I'm actually writing a post where I make very clear the issue should -not- be tactical weakness, but strategic difficulty. It should be hard to maintain your forces while keeping fair sane jobs you can complete without severe losses. It plays to the strengths of starsector, where loss is expensive and your logistic resources are proper to managing a fleet on part with an fully funded navy. The -last- thing I want to see if starsector go down the path of Etrian Odessey where the final boss basically requires you have X classes with Y abilities because anything else gets you killed and the choice of class is a total lie.

Now as for your "battle channels" fix. We call this terrain and geography. We are in space on a 2-d rendered plane. Please explain to me what kind of geography we could possibly have. The resources to make multi-layered terrain would be astronomical and would have to have been done during the period the strategic map didn't exist, since it would require entirely re-tooling every single ship and weapon without exception, and would -severely- limit the combat arenas. FFT, and RPGs like Fire Emblem for that matter, can have scripted terrain because the players can be forced to fight in that terrain by not having direct control of an avatar character. This would not exist for starsector and it run into the issue Mount and Blade has. How do you make a string of extensive complicated multi-level terrain when fights can happen in open plains in the middle of nowhere, like in deep space. You can't without breaking all immersion and just forcing every single fight to randomly be moved to some abandon star station littered all over the sector for no reason. And -none- of this plays to what Starsector has in it.

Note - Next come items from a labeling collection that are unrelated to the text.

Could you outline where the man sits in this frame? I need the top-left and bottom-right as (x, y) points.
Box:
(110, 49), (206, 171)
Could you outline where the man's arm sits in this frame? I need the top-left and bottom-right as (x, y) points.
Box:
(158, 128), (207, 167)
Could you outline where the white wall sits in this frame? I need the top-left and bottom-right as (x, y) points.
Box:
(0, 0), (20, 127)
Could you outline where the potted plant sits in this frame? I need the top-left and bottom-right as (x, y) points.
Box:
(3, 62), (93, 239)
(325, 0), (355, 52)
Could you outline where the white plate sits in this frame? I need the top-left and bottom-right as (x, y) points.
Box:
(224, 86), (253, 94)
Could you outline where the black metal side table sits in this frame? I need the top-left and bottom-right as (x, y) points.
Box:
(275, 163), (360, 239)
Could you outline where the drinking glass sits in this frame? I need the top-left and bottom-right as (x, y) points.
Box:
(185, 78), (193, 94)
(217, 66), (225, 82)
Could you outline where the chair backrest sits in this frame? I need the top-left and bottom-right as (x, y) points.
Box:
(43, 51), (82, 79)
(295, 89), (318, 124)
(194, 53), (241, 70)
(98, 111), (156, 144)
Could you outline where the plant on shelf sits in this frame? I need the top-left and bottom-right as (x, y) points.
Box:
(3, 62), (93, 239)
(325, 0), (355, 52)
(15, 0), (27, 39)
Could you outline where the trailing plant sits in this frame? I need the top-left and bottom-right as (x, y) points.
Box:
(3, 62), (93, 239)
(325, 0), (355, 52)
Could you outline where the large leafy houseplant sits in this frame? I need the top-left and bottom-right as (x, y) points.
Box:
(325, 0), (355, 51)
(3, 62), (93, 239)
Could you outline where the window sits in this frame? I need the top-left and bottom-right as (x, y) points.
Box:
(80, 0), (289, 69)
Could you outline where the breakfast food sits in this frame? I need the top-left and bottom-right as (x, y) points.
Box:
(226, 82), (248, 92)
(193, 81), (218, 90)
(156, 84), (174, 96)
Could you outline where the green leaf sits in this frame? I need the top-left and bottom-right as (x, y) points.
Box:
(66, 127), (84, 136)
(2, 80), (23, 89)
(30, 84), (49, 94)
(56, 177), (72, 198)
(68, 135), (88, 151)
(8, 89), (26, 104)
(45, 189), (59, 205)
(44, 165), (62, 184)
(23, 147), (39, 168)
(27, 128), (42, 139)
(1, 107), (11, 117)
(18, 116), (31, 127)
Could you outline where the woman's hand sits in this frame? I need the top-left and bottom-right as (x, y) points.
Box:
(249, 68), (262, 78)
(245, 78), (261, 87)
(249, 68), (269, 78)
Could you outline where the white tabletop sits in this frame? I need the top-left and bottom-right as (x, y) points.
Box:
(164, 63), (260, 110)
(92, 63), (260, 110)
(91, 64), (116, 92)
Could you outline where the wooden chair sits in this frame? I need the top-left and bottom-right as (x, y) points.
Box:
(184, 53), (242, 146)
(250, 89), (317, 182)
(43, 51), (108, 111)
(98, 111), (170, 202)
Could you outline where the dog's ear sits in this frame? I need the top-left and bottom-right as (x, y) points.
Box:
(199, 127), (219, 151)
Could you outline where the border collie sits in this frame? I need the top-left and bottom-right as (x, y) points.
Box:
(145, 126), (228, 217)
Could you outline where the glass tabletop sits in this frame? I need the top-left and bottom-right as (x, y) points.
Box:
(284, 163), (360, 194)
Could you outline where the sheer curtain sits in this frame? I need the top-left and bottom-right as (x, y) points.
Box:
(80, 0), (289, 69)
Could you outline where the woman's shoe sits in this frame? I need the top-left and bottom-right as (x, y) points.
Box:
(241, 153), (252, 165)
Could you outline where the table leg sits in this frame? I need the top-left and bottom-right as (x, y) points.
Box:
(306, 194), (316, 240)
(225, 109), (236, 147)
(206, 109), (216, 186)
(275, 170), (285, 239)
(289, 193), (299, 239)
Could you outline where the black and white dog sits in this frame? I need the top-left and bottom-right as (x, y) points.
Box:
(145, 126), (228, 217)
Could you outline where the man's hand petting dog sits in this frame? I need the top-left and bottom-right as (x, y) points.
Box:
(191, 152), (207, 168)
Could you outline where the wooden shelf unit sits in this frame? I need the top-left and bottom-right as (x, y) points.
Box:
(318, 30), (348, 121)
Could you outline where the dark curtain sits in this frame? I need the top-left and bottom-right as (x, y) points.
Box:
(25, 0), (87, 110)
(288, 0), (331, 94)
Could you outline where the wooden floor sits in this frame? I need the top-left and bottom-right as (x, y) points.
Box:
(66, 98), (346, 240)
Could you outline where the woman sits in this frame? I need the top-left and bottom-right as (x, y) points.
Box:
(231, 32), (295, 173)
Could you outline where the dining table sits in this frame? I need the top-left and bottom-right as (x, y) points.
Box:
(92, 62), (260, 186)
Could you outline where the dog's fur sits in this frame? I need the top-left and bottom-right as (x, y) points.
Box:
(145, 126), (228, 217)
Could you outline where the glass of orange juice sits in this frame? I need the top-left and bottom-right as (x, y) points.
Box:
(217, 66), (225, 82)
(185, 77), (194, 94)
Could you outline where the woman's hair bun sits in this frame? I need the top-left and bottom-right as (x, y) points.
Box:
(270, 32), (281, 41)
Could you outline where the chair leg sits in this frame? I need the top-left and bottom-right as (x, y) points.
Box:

And when it comes down to it, none of this is about difficulty. I wrote this whole thing and only -now- realized it's about your dislike of the tactical field. You didn't even bring up strategy of any kind, or anything wrong with it. If you want battlefield terrain I can tell you why it's a bad idea in this game. But you seem to be misguided in the concept of what strategy versus tactics is, let alone the effect of and management of building terrain into the tactical map.